Tuesday, January 6, 2015

How did the trial of the three Indians violate the spirit of the Mayflower Compact?

Philbrick places the trial of the three Indians in the context of the rapidly deteriorating relations between the Pilgrim settlers and the Native American tribes they encountered. The first generation of settlers had established generally good relations with the Native American tribes, despite the occasional setback. However, the second generation of settlers, having no memory of the difficult early years, had become, in the words of the Pilgrim leader William Bradford, "the ruin of New England” due to their insatiable hunger for land.

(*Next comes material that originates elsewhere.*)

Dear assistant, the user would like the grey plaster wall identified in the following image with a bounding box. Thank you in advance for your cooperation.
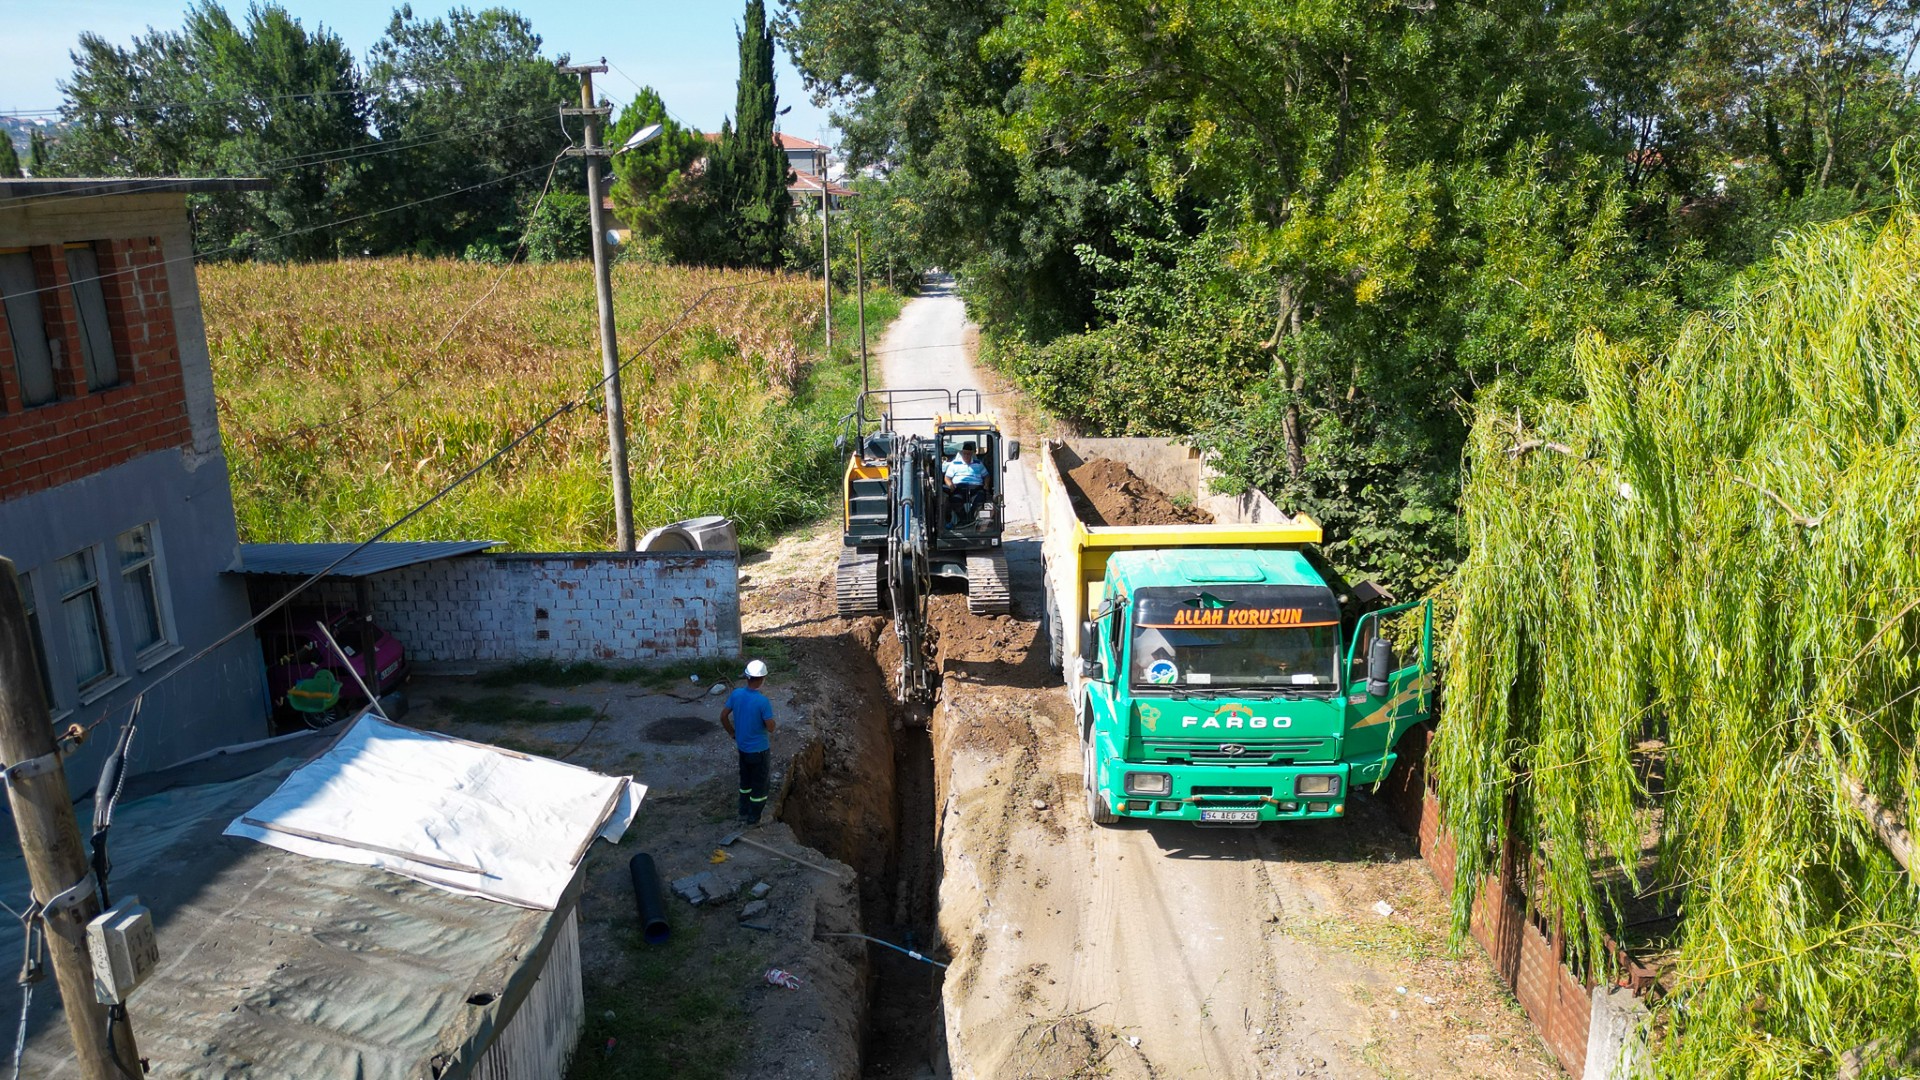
[0,447,267,786]
[284,551,743,664]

Inevitably, this led to a bitter conflict with the Native Americans, whose land the new generation of settlers was now busily stealing. Tensions culminated in the murder of a Christian Indian by the name of John Sassamon, which resulted in the arrest of three Native Americans. Their subsequent treatment at the hands of the Plymouth authorities represented a clear violation of the Mayflower Compact and the principles on which it was based. The Compact pledged the Pilgrim Fathers to establish government on the basis of the rule of law. Yet in the case of the three Indians, the accused were tried, convicted, and executed without the slightest evidence of their guilt. Their executions were an act of revenge and had nothing whatsoever to do with upholding the law as the original Pilgrim settlers aboard the Mayflower had pledged to do.